Posted on novembre 23rd, 2012 in En terminale

La morale de l’adhésion et du refus intérieurs prônée par Abélard est, sur le fond, d’une extrême rigueur. Elle n’a pu passer pour laxiste qu’au prix d’une incompréhension radicale. Son aspect critique n’en reste pas moins impressionnant, comme en témoignent ces quelques lignes consacrées au statut du plaisir sexuel où Abélard applique toutes les ressources de l’argumentation dialectique.

Certains s’émeuvent de nous entendre dire que l’acte même du péché n’ajoute rien à la culpabilité du pécheur, ni à sa condamnation par la Justice divine[1]. Ils objectent que l’acte du péché est toujours accompagné d’une forme de plaisir qui aggrave le péché, comme c’est le cas pour l’acte charnel ou pour la faute du gourmand qui mange les fruits qu’il a volés.
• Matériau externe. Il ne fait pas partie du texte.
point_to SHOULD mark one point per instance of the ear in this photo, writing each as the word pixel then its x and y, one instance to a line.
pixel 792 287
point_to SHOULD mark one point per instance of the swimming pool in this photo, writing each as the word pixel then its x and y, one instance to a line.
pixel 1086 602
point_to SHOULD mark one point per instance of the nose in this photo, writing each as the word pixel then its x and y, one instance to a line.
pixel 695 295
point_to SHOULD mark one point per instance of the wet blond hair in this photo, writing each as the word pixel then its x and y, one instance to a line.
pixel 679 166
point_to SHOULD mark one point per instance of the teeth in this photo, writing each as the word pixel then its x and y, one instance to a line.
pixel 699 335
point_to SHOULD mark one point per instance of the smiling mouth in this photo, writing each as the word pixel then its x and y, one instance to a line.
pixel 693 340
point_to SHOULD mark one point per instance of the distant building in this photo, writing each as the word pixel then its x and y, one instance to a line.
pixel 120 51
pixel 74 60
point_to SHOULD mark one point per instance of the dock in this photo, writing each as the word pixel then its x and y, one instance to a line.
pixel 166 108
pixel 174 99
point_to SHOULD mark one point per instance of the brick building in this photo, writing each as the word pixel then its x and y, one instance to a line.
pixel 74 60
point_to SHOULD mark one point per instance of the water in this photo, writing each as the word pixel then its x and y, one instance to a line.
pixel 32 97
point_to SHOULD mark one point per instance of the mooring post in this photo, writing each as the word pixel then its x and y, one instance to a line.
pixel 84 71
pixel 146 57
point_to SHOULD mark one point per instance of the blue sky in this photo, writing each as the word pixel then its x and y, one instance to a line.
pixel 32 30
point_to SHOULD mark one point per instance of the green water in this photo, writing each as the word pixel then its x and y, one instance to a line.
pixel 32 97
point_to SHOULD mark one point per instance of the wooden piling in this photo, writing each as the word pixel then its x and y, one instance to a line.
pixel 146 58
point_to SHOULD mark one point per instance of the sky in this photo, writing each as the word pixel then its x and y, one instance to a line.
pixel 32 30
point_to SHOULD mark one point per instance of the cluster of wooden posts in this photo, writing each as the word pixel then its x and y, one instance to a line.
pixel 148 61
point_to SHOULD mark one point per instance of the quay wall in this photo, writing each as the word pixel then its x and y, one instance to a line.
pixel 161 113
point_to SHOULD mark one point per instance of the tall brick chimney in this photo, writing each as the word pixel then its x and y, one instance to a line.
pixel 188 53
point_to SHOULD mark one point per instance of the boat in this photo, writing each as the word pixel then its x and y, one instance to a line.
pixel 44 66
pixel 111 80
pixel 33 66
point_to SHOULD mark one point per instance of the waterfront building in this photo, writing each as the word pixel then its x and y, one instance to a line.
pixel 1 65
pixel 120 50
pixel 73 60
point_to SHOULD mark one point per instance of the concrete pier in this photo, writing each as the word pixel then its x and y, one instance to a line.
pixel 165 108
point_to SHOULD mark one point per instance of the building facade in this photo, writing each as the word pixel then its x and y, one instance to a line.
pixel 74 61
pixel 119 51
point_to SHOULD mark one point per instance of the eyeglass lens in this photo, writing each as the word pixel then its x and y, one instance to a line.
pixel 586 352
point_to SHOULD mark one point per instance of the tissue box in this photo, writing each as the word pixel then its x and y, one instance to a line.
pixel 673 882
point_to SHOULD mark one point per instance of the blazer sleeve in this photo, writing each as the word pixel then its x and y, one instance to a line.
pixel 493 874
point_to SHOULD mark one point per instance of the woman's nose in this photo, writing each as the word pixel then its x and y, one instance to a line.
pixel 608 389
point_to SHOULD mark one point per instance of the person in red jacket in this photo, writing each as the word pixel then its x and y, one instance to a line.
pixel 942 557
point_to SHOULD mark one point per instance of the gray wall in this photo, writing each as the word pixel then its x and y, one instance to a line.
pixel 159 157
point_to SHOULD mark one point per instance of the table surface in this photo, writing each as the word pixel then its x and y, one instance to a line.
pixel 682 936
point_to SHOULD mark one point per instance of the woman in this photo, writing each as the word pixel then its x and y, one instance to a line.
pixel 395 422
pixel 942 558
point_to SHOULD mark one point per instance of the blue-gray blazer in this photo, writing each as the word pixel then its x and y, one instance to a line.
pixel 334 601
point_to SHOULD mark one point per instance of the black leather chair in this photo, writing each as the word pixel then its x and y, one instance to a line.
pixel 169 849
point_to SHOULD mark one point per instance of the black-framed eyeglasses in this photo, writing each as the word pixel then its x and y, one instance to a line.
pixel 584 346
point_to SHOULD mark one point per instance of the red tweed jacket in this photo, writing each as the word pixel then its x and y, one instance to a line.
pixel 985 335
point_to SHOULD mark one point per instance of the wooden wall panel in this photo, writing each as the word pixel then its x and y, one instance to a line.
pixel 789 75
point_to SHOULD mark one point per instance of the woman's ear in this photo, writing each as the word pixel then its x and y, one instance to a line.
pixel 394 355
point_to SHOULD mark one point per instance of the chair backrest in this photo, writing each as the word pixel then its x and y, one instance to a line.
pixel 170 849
Mais cette objection ne serait valide que si l’on nous prouvait que le plaisir charnel est en soi un péché, en sorte que l’on ne pourrait en jouir sans, par là même, commettre un péché. Or si l’on pouvait établir cela, la conséquence serait simple : il faudrait rigoureusement interdire le plaisir charnel (et décréter) que les gens eux-mêmes pèchent quand ils savourent les plaisirs de la chair, alors que pourtant ces plaisirs leur sont permis (par la Loi chrétienne). En outre, il faudrait aussi condamner quiconque éprouve du plaisir à goûter la saveur des fruits qu’il a ramassés dans son propre verger. Ensuite, même les malades seraient pécheurs – je parle de ceux qui, pour mieux se remettre de leur faiblesse, usent de plats plus agréables –, car on ne peut manger un met fin sans y éprouver un plaisir, et si tel était le cas où serait son efficace ? Enfin, c’est le Seigneur lui-même, lui qui a créé et les aliments et les corps, qu’il faudrait incriminer pour avoir rendu certains aliments si savoureux que tous ceux qui en consomment seraient sans aucunement le vouloir transformés en pécheurs !

            Mais pourquoi le Seigneur aurait-il créé des aliments pour notre usage et pourquoi donc nous aurait-il permis d’en consommer s’il nous est impossible de le faire sans pécher ? Comment peut-on soutenir que nous commettons un péché quand nous ne faisons rien d’expressément défendu ? N’est-il pas évident que certaines choses étaient jadis interdites par la Loi (religieuse), mais qu’elles ne sont plus matière à pécher, aujourd’hui que l’interdit en est levé ? Prenons, par exemple, l’usage de la viande de proc, considérons la majeure partie des interdits qui pesaient sur les Juifs et qui ne pèsent plus sur nous : quand nous voyons des Juifs, une fois convertis à la foi du Christ, user librement des aliments que la Loi (de Moïse) leur interdisait, nous savons bien qu’ils ne commettent aucune faute. Nous pouvons donc affirmer, sans conteste, que Dieu leur permet à présent ce qui leur était auparavant interdit. Mais s’il est vrai que la suppression de l’interdit permet de consommer sans pécher ce qui autrefois était prohibé […], qui osera dire que l’on pèche quand on se contente de faire ce que (depuis le premier jour de la création) Dieu nous a permis de faire ?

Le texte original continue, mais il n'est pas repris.